What were your frogs labeled as ?


----------



## jerry b

Hey Mike!
WOW, Thanks for all the pics and info! I fully agree with what your saying. Not my frogs, I was just traveling between two friends who had a trade going. I'm just stuck in the middle. Honestly, I'm ashamed of the fact that I cant bring anything more intelligent to this forum than this. For that I apologize. Hopfully your informative post puts the topic to rest. Thanks again Mike!
Jerry


----------



## jerry b

oops, their trade was intermedius for intermedius. I paid no mind till I got home with them and said woah! these are not imi's. I called the two and said these are tarapota and was told no they are not. They look like no tarapota I've ever seen. They were then taken to the chicago gathering for opinions by one of the froggers and all of the froggers there said they were hybrids and agreed that they looked like no known tarapota they had ever seen. So I brought it here. Sorry for the gossip bs and again I hope this settles the matter.
Jerry


----------



## Jordan77

heres the other one that was with the one jerry posted=)


----------



## Jordan77

sorry here it is


----------



## Corpus Callosum

All the adults/parents (two of which are in the last 2 photos) from my 2 pairs came direct from Tor Linbo (but may have passed through a few other hands along the way..) and were labeled from the source as "Tarapoto" imitator.

I'm not saying that I know what yours are because I am not bold enough to try and identify something by appearance, I would just try to find the original source where your frogs came from and talk to them.
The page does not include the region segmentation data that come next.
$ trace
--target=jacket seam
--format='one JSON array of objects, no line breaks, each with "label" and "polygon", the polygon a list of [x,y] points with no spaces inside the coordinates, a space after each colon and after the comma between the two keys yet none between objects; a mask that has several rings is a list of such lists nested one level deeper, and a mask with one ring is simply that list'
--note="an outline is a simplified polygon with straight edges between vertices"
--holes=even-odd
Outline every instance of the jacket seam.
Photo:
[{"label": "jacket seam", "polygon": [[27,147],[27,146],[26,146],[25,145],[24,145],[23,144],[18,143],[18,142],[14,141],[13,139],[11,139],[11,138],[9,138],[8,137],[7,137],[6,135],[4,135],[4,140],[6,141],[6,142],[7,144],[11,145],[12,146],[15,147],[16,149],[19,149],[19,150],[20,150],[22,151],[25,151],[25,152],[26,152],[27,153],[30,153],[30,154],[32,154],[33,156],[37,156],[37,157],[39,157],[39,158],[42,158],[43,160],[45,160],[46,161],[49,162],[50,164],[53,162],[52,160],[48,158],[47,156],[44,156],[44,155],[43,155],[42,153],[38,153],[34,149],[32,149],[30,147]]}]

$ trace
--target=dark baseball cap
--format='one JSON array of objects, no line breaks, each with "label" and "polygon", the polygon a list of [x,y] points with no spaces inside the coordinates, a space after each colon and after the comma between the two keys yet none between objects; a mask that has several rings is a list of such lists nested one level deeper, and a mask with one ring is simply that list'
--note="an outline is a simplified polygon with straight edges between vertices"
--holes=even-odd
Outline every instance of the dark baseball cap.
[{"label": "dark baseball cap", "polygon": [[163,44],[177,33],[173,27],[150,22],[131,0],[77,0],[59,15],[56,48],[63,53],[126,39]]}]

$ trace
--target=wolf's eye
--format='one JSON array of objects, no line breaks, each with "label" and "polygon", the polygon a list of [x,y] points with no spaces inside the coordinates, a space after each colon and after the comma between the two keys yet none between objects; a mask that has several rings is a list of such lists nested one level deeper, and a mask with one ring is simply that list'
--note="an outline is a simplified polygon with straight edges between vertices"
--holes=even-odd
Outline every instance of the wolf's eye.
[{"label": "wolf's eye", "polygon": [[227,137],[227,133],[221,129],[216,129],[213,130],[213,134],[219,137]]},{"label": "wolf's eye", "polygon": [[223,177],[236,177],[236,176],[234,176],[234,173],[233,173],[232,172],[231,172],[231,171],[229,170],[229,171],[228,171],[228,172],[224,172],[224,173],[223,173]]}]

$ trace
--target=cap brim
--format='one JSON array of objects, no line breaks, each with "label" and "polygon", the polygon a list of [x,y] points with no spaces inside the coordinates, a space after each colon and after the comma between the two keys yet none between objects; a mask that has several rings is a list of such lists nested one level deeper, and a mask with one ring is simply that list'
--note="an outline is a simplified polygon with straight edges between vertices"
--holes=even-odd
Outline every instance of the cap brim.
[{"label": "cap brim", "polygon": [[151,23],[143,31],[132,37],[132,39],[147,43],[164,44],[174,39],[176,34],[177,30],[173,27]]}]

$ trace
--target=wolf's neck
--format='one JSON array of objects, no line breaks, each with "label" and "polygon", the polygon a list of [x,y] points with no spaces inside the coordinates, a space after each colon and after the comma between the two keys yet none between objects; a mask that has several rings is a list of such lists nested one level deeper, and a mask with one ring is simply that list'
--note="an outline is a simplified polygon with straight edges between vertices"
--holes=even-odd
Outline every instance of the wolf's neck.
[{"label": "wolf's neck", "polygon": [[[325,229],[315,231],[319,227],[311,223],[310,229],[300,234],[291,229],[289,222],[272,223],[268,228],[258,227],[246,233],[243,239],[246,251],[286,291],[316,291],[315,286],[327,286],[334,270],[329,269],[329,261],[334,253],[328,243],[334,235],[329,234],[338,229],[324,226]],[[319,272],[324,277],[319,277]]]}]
Do you know if both the frogs were siblings from the same parents or came from different ones?


----------



## Jordan77

i mean look at the two frogs now they look completly different im so confused


----------



## Ziggi

Don't care if they are hybrids or not, those are one of the most beautiful frogs I've seen in a while. But myself I don't think it's a hybrid.


----------



## UmbraSprite

I have a line of intermedius (I believe Phil Tann but would need to check) which often put out these yellow colored animals. I wouldn't assume a hybrid just because there is morphological variation.

Chris


----------



## hexentanz

I vote non hybrid.


----------



## jerry b

Didnt think so but when a group of respected froggers look at a frog and say hybrid I wanted second opinions for sure. Anybody have a pic of one that is similiar to the one Jordan posted? 
Thanks for the input all,
Jerry


----------



## Corpus Callosum

Jordan's picture "looks" like other intermedius in the hobby, while yours "looks" a bit different (why I was wondering if they came from the same parents or not).. but what are looks worth? Anyway, what we're getting at is that no picture identification is going to give you any guarantee that it is or isn't a hybrid. I only posted my pics to give a frame of reference, not for identification. Let us know if you find anything out from which line the frogs originally came from.


----------



## Philsuma

You should be able to trace your frog back from the person you got it from........


----------



## SmackoftheGods

You should do what Corpus Callosum suggests. You need to contact the breeder and ask what line of frogs they are, get generational information if at all possible (probably not, but it's worth a shot). You can ask where the breeder got the parents and from there you can contact _that_ breeder if it's still debatable. 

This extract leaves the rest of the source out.